All conclusions pertaining to the performance of a classifier depend on the choice of a performance metric. Different performance metrics may lead to different conclusions for selecting the best predictive model,25 and some metrics have yet to be subjected to a thorough empirical and theoretical analysis.26 Technology and population changes (for example, batch effect and class prevalence) increase the variance of threshold-based metrics.27 These factors do not appear in CV because the training and test data are homogeneously mixed. However, in clinical applications, these factors are likely to change. For this study, we included a threshold-free metric based on the ‘area under the receiver operating characteristic curve’ (AUC), and a threshold-based metric, Matthews correlation coefficient (MCC).25 AUC aggregates performance across all thresholds, and thus favors models that perform well for a variety of thresholds. MCC evaluates a model based on its predicted class labels, and thus favors models that perform well at a particular threshold.

A model that performs well on AUC and poorly on MCC indicates that there is a change in data set properties (for example, class prevalence), which in turn affects threshold in KNN classification. A model that performs well on MCC and poorly on AUC indicates that there is an overall data set shift, such as a batch effect, for which a ‘lucky’ threshold still performs well. To select KNN models that perform well for a variety of thresholds and also tune threshold during CV we incorporate both metrics to create a unified performance metric in the kDAP. We scale MCC to fall in the same range as AUC and then take the average (that is, 0.5 × AUC+0.25 × (MCC+1)). Then, to assess whether models perform predictably well on EV we use the minimum of CV and EV performance (that is, Min(CV,EV)).

Comparison of KNN to logistic regression on Food and Drug Administration data sets

We compared KNN to logistic regression using the labeled training sets in the MAQC-II project. For each of the 10 end points, we performed 15 iterations of fivefold CV. Within each fold, we selected parameters for KNN and logistic regression using a nested threefold CV. That is, we use four-fifths of the training set to select the top performing parameters from nested CV, and then evaluate the selected parameters on the remaining one-fifth of the training set. Each iteration results in a single estimate of performance using AUC and MCC. For both classifiers, we vary feature ranking method, number of features and threshold. For KNN, we also vary the number of neighbors.

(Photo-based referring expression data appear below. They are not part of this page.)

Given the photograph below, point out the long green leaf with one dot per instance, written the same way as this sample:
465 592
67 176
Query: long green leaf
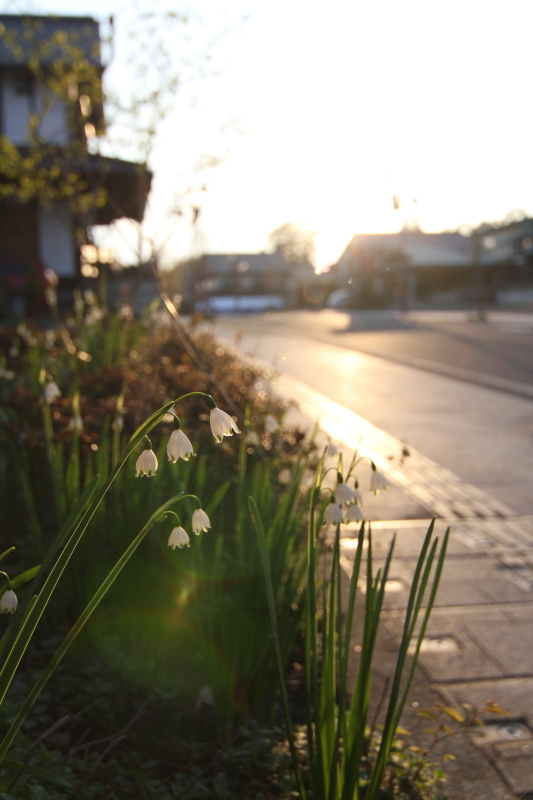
16 652
82 619
275 633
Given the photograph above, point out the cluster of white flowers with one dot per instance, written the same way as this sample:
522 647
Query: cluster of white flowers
180 446
345 505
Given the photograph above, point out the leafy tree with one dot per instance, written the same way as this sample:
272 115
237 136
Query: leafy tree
294 242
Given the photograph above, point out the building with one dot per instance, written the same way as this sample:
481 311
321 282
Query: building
405 267
50 108
246 282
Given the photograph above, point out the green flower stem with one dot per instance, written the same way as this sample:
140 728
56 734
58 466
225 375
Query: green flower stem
157 516
30 623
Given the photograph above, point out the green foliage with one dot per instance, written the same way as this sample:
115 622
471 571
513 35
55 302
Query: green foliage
336 748
221 618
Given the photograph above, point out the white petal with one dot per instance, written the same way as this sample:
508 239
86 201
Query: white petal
271 423
179 446
146 464
378 481
343 494
179 538
222 424
354 514
200 521
333 514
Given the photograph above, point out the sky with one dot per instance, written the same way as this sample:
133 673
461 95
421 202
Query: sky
319 114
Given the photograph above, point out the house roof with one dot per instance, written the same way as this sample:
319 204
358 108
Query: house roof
421 249
34 35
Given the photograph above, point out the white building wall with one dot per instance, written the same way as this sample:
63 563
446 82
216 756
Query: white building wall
53 114
16 108
56 242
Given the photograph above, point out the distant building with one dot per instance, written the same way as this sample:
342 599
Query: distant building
36 236
403 267
246 282
504 261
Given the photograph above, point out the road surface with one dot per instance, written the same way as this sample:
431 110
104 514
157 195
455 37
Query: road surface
483 435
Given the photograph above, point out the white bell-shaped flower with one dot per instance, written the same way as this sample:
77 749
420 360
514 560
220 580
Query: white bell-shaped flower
222 424
51 391
353 514
147 462
179 446
333 514
200 521
8 602
76 424
179 538
357 496
285 476
378 481
343 494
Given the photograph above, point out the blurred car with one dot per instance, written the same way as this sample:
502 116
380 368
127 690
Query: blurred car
340 298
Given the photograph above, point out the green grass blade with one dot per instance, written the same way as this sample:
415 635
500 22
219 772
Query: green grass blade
275 633
36 772
82 619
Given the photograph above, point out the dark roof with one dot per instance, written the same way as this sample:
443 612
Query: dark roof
422 249
33 34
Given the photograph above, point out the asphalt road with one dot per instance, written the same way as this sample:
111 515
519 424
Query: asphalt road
501 348
484 435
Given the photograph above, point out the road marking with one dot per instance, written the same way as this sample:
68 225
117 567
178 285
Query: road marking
436 488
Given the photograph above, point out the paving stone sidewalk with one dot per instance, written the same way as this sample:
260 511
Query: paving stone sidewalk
479 643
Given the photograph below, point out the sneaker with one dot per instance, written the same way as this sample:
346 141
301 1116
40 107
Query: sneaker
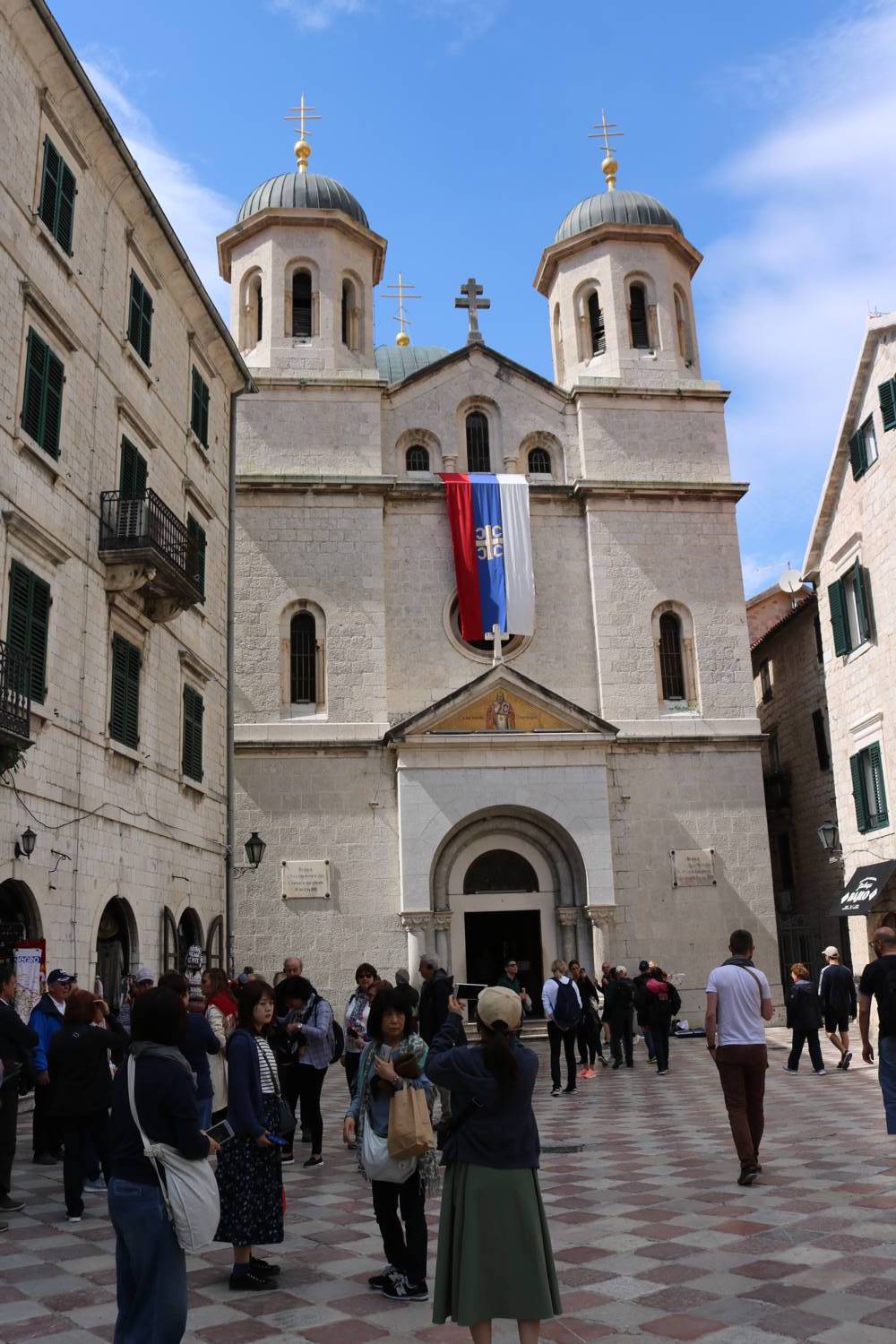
263 1268
379 1281
250 1282
402 1290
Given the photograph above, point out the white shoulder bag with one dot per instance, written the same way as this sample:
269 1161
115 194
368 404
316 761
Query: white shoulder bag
188 1185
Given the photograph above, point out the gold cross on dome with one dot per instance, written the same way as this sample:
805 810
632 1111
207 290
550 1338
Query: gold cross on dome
402 292
303 113
607 132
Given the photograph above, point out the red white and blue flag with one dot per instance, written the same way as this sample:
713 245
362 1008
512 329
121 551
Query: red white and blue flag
492 539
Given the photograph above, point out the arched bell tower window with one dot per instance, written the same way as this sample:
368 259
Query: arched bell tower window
417 459
303 659
538 461
638 316
477 443
301 304
595 324
672 669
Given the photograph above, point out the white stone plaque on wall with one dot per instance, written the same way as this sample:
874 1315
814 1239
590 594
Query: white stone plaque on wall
694 867
306 879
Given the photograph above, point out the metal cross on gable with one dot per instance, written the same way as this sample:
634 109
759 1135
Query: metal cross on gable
471 300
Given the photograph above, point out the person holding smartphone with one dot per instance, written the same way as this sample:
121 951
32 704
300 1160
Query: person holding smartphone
249 1171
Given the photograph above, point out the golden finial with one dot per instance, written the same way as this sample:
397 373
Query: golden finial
607 132
303 151
402 292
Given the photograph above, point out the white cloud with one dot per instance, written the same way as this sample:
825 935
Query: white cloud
788 292
196 211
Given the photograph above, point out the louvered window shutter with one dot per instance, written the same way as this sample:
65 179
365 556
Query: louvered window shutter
879 801
863 605
839 621
857 454
858 792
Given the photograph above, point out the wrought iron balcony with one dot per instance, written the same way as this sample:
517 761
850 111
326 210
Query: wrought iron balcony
777 789
15 698
152 553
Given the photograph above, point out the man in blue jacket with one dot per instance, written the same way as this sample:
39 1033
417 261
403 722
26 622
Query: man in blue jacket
46 1019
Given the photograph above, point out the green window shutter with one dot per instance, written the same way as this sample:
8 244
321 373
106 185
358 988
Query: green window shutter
839 621
29 624
196 559
124 719
863 605
879 801
857 456
193 749
132 476
858 792
66 212
50 185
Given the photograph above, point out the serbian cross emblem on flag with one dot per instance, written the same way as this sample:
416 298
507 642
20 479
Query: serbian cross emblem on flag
492 540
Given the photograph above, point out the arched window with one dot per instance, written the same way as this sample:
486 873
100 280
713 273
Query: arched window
500 870
417 459
301 304
595 324
477 443
670 658
538 461
303 659
638 316
349 314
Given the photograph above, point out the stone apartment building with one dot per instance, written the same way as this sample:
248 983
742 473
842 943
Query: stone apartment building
852 559
788 682
599 789
116 386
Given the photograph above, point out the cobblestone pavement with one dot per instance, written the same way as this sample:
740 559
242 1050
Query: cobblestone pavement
653 1238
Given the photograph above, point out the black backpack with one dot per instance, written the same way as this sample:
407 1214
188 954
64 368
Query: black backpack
567 1011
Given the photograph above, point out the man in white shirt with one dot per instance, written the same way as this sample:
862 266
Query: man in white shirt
737 1008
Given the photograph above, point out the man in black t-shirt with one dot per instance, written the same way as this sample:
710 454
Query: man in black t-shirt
879 980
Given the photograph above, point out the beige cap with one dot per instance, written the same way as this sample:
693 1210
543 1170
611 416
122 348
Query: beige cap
500 1004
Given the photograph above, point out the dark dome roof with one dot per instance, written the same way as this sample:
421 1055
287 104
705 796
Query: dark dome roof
301 191
395 363
616 207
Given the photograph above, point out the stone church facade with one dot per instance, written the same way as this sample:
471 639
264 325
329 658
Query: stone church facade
595 792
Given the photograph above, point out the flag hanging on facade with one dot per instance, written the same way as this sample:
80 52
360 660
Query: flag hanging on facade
492 539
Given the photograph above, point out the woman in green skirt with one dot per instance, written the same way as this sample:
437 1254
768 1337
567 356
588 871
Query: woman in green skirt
495 1257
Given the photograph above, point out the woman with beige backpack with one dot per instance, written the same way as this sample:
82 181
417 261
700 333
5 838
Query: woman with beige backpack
392 1064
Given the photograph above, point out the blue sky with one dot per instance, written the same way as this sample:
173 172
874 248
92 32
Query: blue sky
462 125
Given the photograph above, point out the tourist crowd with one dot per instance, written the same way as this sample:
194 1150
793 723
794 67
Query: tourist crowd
134 1102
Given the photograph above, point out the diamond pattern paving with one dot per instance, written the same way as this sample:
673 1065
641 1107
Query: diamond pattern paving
653 1238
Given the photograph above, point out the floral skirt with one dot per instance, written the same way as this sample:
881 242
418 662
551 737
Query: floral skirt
252 1188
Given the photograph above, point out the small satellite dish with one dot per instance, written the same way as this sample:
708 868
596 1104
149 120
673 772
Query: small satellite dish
790 581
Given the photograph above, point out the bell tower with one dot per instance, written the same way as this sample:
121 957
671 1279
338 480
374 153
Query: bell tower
616 280
303 263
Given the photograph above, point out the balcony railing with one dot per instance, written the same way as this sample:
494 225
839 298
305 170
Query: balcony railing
15 696
142 527
777 789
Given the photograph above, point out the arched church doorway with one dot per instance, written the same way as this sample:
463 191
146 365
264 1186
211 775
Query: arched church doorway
19 918
117 951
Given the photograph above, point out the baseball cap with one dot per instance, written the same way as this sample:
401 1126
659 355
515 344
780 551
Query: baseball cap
61 978
498 1004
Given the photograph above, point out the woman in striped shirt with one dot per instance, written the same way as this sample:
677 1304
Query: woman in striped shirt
249 1171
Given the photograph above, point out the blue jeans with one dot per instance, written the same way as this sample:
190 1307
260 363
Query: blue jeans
151 1271
887 1078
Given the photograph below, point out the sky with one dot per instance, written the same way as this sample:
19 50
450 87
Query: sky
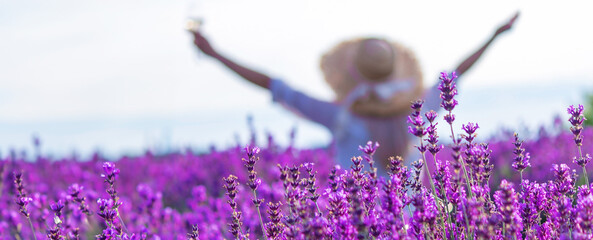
123 76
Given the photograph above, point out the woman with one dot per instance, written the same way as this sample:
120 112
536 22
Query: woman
374 81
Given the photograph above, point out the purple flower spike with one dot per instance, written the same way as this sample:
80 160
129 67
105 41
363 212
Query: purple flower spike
582 161
431 115
251 151
470 128
576 120
110 170
521 160
448 91
370 148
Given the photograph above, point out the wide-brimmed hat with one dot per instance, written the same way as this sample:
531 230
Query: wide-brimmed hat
342 74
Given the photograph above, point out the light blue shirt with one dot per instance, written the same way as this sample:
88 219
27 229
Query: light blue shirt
349 130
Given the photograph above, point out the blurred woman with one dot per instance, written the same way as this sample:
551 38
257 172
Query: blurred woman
374 81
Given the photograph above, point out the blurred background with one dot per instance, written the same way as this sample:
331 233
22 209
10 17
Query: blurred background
124 76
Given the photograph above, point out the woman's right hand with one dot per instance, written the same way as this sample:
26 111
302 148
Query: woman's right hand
202 43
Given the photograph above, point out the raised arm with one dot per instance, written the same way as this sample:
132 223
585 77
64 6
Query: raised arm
250 75
469 62
432 95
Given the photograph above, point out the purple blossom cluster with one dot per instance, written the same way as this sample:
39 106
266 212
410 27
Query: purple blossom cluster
453 192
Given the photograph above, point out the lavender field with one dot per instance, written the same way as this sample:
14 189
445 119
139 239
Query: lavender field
503 188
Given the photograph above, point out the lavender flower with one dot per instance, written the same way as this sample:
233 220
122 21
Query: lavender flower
448 92
508 205
521 160
576 120
194 234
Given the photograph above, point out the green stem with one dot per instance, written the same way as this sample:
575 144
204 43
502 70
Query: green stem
32 228
586 177
261 221
434 191
121 221
467 179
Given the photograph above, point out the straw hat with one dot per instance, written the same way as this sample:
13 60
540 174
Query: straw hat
362 60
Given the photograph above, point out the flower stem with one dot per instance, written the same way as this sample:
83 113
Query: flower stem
468 181
32 228
261 221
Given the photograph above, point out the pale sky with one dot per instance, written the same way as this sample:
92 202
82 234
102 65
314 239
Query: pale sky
115 62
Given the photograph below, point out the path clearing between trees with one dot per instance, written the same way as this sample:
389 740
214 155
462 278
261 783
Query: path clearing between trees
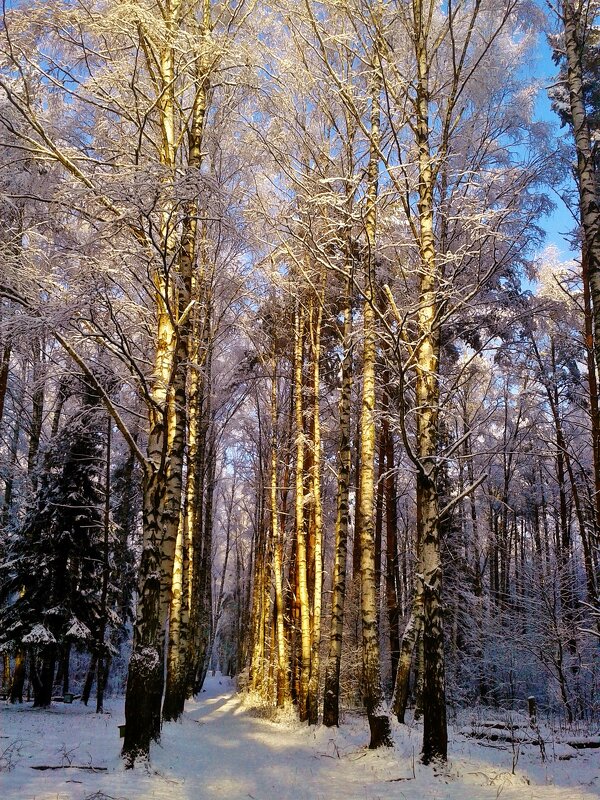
226 749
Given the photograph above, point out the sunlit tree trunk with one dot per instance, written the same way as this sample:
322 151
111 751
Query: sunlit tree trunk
331 699
379 722
303 598
281 680
574 27
316 523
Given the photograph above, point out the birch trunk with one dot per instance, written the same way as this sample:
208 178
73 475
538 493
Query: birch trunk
379 722
331 699
282 681
301 543
317 512
587 179
435 737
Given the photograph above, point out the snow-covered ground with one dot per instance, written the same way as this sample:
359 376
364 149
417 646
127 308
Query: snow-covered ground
223 748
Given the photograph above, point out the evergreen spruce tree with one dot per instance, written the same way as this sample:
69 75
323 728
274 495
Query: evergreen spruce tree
50 579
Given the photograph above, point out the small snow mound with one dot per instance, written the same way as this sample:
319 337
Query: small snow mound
39 635
77 630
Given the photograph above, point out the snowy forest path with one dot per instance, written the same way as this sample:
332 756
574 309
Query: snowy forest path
226 748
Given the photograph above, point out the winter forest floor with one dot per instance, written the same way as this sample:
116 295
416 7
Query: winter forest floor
224 748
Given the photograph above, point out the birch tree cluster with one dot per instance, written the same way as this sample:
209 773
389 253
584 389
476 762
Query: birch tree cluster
290 384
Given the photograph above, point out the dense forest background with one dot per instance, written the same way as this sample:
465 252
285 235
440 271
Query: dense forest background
290 385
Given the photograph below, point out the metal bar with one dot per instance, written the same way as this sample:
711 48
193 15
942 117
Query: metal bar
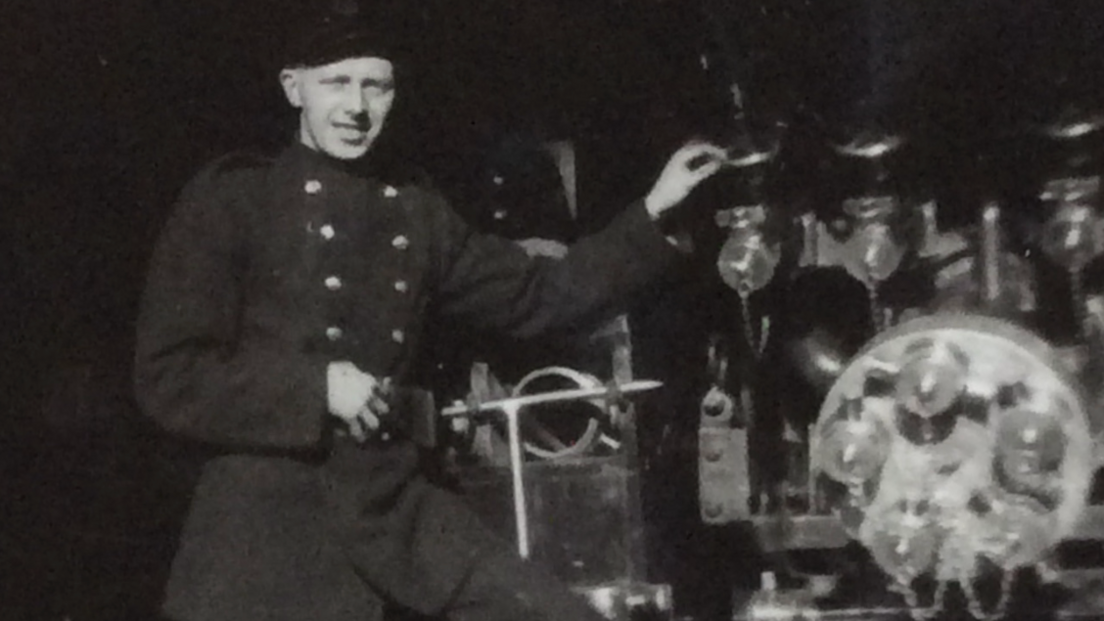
520 507
554 397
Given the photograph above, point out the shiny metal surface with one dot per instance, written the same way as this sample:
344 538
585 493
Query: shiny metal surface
1004 480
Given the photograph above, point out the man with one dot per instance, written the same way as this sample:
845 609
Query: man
284 295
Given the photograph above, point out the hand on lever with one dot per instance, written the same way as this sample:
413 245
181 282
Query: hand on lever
685 170
357 398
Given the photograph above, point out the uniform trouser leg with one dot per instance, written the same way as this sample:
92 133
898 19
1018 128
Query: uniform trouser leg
502 587
437 559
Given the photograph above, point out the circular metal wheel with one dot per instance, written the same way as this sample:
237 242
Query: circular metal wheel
974 417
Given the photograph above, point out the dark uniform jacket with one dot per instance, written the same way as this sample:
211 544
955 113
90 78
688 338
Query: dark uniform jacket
267 271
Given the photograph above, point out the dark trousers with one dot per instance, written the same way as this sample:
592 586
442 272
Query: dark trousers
439 561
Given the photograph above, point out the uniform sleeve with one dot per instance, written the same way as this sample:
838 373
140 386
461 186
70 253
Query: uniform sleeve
490 283
193 372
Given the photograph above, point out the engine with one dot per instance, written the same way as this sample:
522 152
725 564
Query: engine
961 440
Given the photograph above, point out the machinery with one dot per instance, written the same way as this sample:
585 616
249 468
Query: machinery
958 446
553 461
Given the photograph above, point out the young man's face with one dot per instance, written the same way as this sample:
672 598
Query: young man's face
343 105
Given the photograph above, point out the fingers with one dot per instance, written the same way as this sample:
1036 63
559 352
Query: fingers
696 156
357 429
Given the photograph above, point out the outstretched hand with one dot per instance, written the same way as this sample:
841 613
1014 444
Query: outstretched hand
685 170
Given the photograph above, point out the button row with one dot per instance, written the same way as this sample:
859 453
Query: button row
336 334
314 187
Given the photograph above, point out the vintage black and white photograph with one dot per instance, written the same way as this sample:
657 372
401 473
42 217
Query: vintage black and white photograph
552 309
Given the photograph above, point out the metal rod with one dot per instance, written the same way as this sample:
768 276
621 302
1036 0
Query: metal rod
554 397
990 253
520 508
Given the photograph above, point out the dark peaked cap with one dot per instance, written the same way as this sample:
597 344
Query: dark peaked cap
342 30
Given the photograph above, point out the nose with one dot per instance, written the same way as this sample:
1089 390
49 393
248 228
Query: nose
356 103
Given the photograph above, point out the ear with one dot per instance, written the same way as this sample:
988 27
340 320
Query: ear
289 80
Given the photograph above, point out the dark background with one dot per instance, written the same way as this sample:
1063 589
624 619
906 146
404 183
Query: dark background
110 106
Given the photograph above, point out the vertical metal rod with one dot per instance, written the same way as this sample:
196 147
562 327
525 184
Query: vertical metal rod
990 253
520 509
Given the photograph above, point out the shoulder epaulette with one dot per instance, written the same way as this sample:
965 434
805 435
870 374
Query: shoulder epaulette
240 160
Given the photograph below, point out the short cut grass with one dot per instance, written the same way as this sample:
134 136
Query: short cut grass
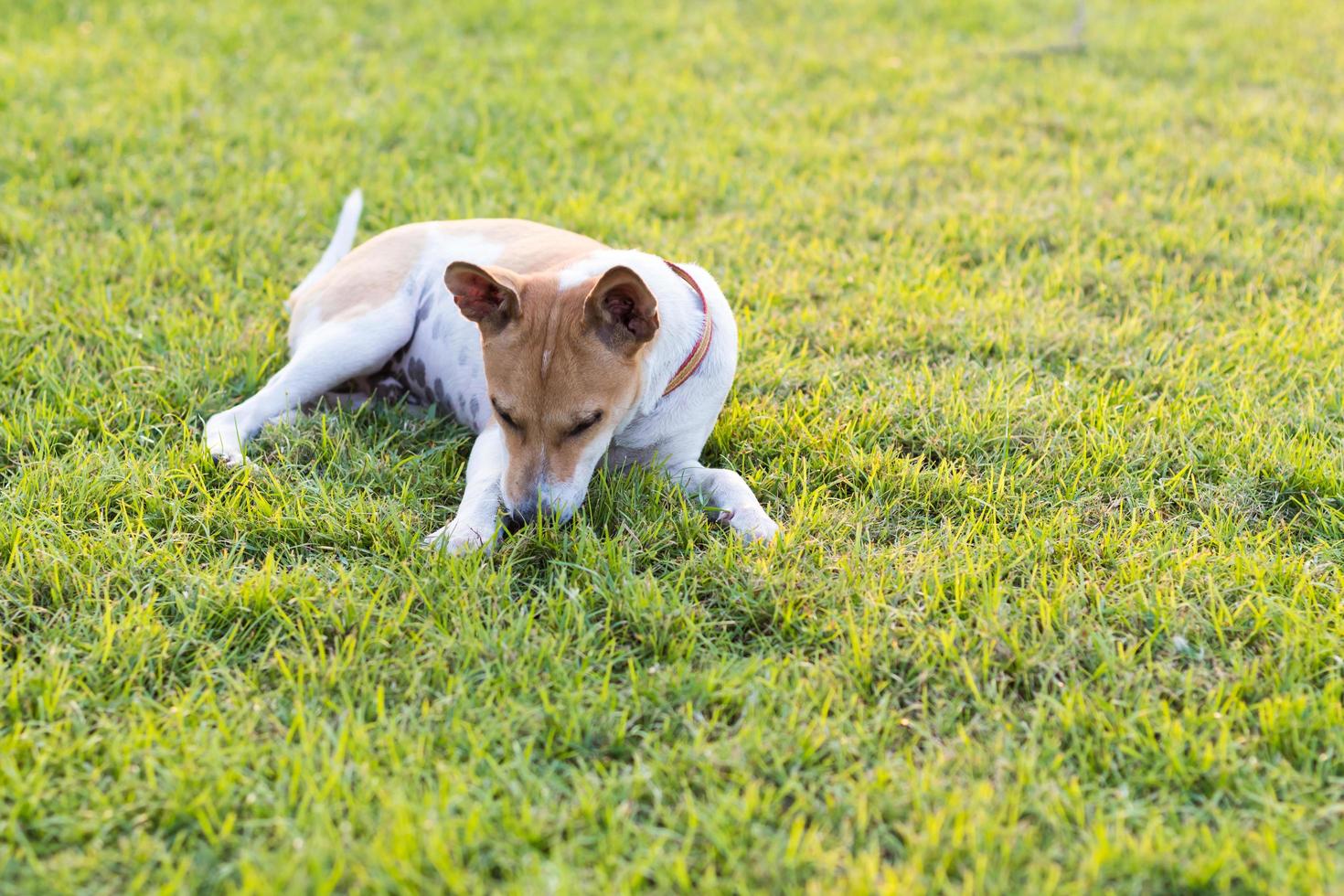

Systematic examination of KNN modeling factors

We constructed a general workflow with varying parameters for feature ranking, number of features, distance metric, number of neighbors, vote weighting and decision threshold (see Figure 2) as the following:

  • feature ranking methods (three total):

    • significance analysis of microarrays d-score (SAM d-value)

    • fold change (FC) ranking with P-value threshold of 0.05 (FC&(P<0.05)), and

    • P-value ranking with FC threshold of 1.5 (P&(FC>1.5));

  • numbers of features (26 total):

    • N between 5 and 125 in steps of five; and using all features;

  • distance metrics (three total):

    • Euclidean distance,

    • cosine distance, and

    • city block distance;

  • numbers of neighbors (30 total):

    • k between 1 and 30;

  • vote weighting (two total):

    • equal weighted voting and

    • distance weighted voting; and

  • decision thresholds (33 total):

    • θ between 0.01 and 0.99.

Figure 2
figure 2

Generalized workflow for the systematic KNN analysis. The factors shown in black were found to have very little contribution to performance variance. Representative values of each factor in the column indicate that the complete analysis of all factors (varying only one factor for each model) allows for accurate separation of the influence of each factor (for the purposes of ANOVA analysis).

PowerPoint slide

Feature ranking methods order genes according to their individual ability to distinguish between the two classes of patients. The number of features specifies how many of the top performing genes are selected for inclusion in the classifier. We excluded more sophisticated gene selection algorithms such as sequential or search-based feature selection because they were computationally impractical for this combinatorial study. The number of neighbors specifies how many similar samples cast a vote for the label of the new sample. Vote weighting assigns different importance to each vote, whereas decision threshold specifies what fraction of votes for the positive class is required to classify the new patient as positive.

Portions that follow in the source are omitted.